Publishers like IKE, but will students?

Folio: The Magazine for Magazine Management, Jan 1, 1997 by Jennifer Sucov

What if subscribing to a magazine were as easy as pressing the "fast cash" button on an ATM? That's the idea behind IKE, the Inter-active Kiosk Experience.

Since the start of the 1996 school year, Campus Interaction, a division of INTER-action Media Corporation in Coral Gables, Florida, has set up IKE stations at nearly 50 colleges nationwide, from Ohio State to the University of California at San Diego. Each school has one terminal with three touch-screens, located in a high-traffic area such as the student union. The kiosks provide students with access to campus information, movie previews, music samples and a seamless way to subscribe to magazines.

"IKE is designed to give students the immediate gratification they want," says Jeff Scult, vice president/marketing for Campus INTER-action. Because IKE functions like an ATM - users are assigned a personal identification number (PIN) - Scult expects students to feel comfortable conducting monetary transactions over the closed network. They can preview content and subscribe immediately, transmitting credit-card data directly to the publisher or the fulfillment house.

"We're very interested in the college market," says Ilene Cohen, assistant subscription director for New York City-based Conde Nast Publications. "They're a very elusive group. It's difficult to sell subscriptions to them because they're always moving."

Cohen placed Glamour, Mademoiselle, Self and Details on the IKE service to supplement her own overtures to the college market, including direct mail and agencies like American Collegiate Marketing, University Subscription Services and Campus Subscriptions.

IKE operates like a traditional agency, says Scult. Subscription revenues are either shared with the publisher or kept by IKE, depending on the arrangement. A magazine might pay production costs - $7,500 for six months of updated screen graphics, including audio - and a $200-per-campus distribution fee. IKE currently absorbs all transaction costs and supports the hardware and network.
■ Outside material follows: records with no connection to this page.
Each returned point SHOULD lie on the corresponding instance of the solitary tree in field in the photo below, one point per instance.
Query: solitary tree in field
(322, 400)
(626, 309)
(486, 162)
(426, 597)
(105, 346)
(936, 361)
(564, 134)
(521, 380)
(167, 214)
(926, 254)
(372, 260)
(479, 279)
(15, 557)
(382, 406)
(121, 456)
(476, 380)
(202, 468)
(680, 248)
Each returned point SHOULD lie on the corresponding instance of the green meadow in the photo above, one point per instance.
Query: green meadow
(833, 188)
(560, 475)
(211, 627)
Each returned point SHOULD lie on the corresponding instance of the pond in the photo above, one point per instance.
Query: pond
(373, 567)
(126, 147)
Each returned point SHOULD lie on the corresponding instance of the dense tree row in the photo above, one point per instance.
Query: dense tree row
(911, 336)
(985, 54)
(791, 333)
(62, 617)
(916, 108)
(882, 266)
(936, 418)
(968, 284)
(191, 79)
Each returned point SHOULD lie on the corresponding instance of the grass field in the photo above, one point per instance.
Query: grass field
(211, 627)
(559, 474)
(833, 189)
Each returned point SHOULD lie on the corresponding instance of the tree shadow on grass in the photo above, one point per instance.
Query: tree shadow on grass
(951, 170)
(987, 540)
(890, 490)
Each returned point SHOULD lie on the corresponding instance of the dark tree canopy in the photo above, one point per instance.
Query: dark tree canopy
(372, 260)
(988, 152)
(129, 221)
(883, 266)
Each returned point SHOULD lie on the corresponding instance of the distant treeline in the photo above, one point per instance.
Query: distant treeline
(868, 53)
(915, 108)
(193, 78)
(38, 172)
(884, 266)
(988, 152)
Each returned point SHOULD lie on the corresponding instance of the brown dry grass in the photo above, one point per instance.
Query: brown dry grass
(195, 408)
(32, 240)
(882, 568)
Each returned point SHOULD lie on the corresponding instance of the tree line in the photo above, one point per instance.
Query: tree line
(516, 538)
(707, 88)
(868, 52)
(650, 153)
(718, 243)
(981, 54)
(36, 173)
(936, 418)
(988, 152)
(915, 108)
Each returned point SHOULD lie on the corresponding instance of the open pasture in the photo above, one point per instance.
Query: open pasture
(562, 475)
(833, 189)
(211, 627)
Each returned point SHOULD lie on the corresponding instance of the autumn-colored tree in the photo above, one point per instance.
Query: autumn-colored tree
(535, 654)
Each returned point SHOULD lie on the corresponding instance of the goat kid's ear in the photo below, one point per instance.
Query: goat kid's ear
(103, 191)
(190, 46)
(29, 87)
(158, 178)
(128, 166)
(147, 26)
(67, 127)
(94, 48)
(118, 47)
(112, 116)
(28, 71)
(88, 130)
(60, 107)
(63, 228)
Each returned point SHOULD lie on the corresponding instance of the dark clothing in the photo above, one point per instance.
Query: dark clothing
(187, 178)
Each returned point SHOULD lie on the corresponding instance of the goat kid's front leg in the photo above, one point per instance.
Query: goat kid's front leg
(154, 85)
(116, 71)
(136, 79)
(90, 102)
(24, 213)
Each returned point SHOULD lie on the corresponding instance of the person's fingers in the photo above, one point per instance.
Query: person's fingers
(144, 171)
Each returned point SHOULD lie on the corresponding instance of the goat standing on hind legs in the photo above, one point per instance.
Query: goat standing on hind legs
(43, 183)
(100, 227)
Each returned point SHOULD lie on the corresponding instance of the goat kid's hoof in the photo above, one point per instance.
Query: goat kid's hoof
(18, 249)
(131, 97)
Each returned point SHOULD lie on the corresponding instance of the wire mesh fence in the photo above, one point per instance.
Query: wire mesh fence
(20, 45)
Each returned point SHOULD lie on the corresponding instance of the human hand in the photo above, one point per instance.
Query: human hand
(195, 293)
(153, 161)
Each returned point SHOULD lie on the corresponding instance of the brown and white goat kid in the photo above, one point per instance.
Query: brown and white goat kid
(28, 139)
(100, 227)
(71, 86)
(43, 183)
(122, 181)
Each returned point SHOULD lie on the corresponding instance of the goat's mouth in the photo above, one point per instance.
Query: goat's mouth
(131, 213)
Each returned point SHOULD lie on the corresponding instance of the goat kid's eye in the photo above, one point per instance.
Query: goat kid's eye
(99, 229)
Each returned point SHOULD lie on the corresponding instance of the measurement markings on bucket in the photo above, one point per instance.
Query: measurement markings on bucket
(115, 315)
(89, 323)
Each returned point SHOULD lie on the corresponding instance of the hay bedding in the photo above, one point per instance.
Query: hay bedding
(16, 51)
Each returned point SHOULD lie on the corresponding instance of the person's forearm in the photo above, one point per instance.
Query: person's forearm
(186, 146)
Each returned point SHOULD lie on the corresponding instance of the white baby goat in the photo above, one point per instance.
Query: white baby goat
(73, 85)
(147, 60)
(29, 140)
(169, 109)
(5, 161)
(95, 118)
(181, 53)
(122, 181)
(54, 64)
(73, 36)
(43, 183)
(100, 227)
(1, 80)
"This was a small percentage of our direct-marketing budget," says Gigi Panehal, subscription director for New York City-based Wenner Media. "It's reasonably priced." All three Wenner titles - rolling Stone, US and Men's Journal - are available on the service.

Currently, IKE offers 12 magazines; Scult plans to install kiosks on 150 campuses by next fall. Circulators, including Entertainment Weekly consumer marketing director Andy Sareyan, are only counting on a few thousand subscriptions a year from the service. But they say IKE has other benefits.

"Beyond selling subscriptions, we also get exposure on the campuses," says Panehal. Even if students don't subscribe on IKE, she thinks they may be more likely to pick up the magazines in the campus bookstore after seeing them on the kiosks.

Eric Weil, president of Strategic Marketing Communications, Inc., a Ridgewood, New Jersey-based consultancy specializing in the college market, is more skeptical. "If you think college kids are going to stand in fine [at the one kiosk on campus] to buy a magazine, you,re naive."

Others say that when it comes to landing new subscribers, every little bit helps. According to Brooke McMurray, director of agency marketing for Time Inc., while college agency subs make up a small portion of total agency subs at the New York City-based publisher (Entertainment Weekly and People are available on IKE), the numbers are nothing to scoff at. "I'm not racking my brain every day to come up with new ways to sell subs to the college market," she says. "I'm racking my brain to figure out how to sell more subs, period. Anything that sells more is good."

IN BRIEF

IDG tests another Web title

* International Data Group,s Web Publishing Inc. introduced its fourth Web-only title, NC World, last month as a virtual insert on its three other sites. The new title will launch as a full-scale site in February at http://www.ncworldmag.com. "It will target corporate IS professionals interested in the burgeoning network computing market," says Web Publishing president Michael McCarthy. All four of Web Publishing's titles - NC World, Java World, Netscape World and Sun World - are advertiser supported and free for readers. The sites send out mid-month e-mails alerting their 30,000 to 50,000 subscribers to new issues and/or articles.

One key to Web publishing, McCarthy notes, is finding "a market in which the [demand for] information is high and the readers are ready to go online" - in other words, an audience that doesn't require costly "razzle-dazzle." Java World, the division's first title, is profitable and Sun World and Netscape World are expected to break even by the middle of this year, according to McCarthy, who adds that Java World is making enough money to pay for the current losses of Netscape World.

The titles were launched in cyberspace because publishing such highly technical magazines for such a specialized, and often limited, set of subscribers would most likely be too expensive for the print world.